03 November 2012

"All This Jumping and Fighting...It's Exhausting"

It's birthday season in the Quisite family right now, and last night we celebrated Papa's at the new Piccadilly Circus branch of Hawksmoor, followed by a trip to the Odeon Leicester Square for a screening of Skyfall. Although the Air Street Hawksmoor had only been open for one day (plus a short soft-launch period), the food was as good as the meal I enjoyed recently at the restaurant's older sister in Spitafields. I had the same steak--medium rare fillet steak with Béarnaise sauce--but managed to find room for the pudding I skipped before: peanut butter shortbread with salted caramel ice cream. It was delicious, the shortbread being more of a soft, peanut butter and chocolate cookie.

Top: Copy-cat cards. Bottom: Peanut butter shortbread;
Hawksmoor Air St, an oasis of cool above Piccadilly Circus

Much hilarity ensued when we discovered that The Bro and I had bought identical birthday cards for Papa. To be fair, colourful stripes are his thing, but even so, of all of the cards for sale in London, it was pretty funny we had both settled on the same one. Dinner and presents completed, we hurried on to Leicester Square, where timid would-be patrons naively asked whether there were tickets available for the 8.30 screening of Skyfall.

I am hardly a Bond expert or devotee.
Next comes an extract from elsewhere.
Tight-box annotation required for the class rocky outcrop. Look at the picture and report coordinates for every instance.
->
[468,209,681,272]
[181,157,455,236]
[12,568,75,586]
I think I have seen all of the Brosnan Bonds, apart from Goldeneye, as well as the recent Casino Royale and one or maybe two of the older films. I also tend to forget or confuse the plots, remembering only the Bond girls, oddly enough. I hadn't planned to see Skyfall at all, but the rave reviews made me reconsider. And it was good. I wouldn't say that it was an outstanding film, but I enjoyed it a lot and Judi Dench, reprising her role as M, and Javier Bardem as the baddie were both excellent. Bardem in particular, with his constant eye rolls ("all this jumping and fighting...it's exhausting," he complains at one point, as if to ask how many times he has to go to the effort of killing Bond), and stylish psychopathy was funny, as well as evil. Ben Whishaw, playing a spotty, uber-geeky Q, was great too, although his role was quite small. Hopefully, we will see more of him in future Bond movies.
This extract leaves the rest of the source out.